Your hairline is so far back that it goes all the way across the globe.
Memes
Why is the cheetah so fast?
Because it can't walk slow.
Why are gay men so rude? Because they're fucking assholes.
Why is the penis so light?
Because even thots can lift them.
Why do basketball players love cookies so much?
Because they can dunk them!
Q: Why do I like bone jokes so much?
A: Because they are humerus.
My enemy told me I’m adopted, so I told him at least I got adopted.
"Yo mama is so fat that when I buried her, she made the Earth round."
Yo mama so fat Trump built a wall around her and not the border.
Yo Mama is so FAT, it wasn't an iceberg that sank it, she was called, "THE MAMABERG!"
Your forehead is so big that we may as well call it a fivehead.
Your forehead is so big that babies can use it as a full-sized football pitch!

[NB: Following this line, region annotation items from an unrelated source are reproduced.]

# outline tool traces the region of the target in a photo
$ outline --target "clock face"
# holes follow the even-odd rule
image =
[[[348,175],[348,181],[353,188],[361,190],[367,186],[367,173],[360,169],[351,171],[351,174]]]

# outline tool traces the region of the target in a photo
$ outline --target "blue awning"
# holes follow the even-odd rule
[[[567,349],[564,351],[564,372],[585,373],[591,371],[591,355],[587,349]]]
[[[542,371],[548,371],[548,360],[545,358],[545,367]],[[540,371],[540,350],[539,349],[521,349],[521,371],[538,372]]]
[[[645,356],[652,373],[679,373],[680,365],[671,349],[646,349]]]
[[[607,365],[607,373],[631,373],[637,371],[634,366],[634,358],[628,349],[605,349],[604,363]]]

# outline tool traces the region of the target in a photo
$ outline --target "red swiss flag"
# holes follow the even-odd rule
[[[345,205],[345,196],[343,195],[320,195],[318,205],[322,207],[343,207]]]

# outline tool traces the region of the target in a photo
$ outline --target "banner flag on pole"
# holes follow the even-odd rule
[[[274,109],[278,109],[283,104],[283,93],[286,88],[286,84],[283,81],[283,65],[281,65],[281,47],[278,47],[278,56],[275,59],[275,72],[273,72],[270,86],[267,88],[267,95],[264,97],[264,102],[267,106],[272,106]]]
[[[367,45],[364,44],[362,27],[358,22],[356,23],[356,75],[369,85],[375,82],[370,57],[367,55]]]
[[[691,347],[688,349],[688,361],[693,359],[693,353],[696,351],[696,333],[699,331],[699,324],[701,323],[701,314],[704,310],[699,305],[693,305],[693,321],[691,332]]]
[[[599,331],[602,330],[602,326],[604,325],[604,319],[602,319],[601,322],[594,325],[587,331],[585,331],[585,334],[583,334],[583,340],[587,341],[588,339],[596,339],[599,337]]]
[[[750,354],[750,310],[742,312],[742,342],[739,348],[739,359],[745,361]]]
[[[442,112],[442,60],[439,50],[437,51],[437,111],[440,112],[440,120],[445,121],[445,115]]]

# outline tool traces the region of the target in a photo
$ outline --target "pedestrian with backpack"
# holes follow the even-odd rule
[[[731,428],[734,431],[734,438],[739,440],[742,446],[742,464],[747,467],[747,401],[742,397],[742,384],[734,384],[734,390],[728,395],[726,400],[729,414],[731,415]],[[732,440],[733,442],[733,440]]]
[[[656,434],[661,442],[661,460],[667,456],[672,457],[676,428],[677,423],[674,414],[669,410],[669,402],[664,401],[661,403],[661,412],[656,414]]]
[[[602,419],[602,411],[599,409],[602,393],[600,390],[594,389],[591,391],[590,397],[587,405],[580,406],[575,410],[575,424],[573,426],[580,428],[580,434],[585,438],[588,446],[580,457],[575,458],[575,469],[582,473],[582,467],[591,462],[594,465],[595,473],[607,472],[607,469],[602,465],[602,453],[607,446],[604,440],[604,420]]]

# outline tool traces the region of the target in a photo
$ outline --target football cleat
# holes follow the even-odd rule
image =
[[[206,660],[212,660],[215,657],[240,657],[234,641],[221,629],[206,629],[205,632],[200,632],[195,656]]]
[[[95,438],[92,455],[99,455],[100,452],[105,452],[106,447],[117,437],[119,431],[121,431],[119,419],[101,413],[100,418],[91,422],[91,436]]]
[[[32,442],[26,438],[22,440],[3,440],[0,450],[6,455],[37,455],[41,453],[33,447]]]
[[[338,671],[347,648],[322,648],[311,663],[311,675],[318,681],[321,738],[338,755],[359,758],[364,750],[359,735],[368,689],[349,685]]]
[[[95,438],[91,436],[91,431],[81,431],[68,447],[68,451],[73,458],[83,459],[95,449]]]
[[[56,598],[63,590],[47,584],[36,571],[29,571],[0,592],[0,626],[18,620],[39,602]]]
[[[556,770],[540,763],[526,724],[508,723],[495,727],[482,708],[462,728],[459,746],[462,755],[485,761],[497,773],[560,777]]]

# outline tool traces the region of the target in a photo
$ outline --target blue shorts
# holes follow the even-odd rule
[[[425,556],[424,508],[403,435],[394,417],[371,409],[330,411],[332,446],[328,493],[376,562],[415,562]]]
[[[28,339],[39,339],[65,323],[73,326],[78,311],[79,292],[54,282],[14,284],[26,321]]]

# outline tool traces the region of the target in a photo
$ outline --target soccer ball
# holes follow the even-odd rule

Why do US suck at chess? We lost both our towers.
Why is England so good at chess? They still have their queen.
Why does Russia suck at chess? They only have pawns.
Yo mama so stupid, she shoved two AA batteries up her ass and started singing, "I’ve Got The Power!"
Yo momma so skinny, she wipes with floss!
People need to stop taking life so seriously. After all, no one gets out alive!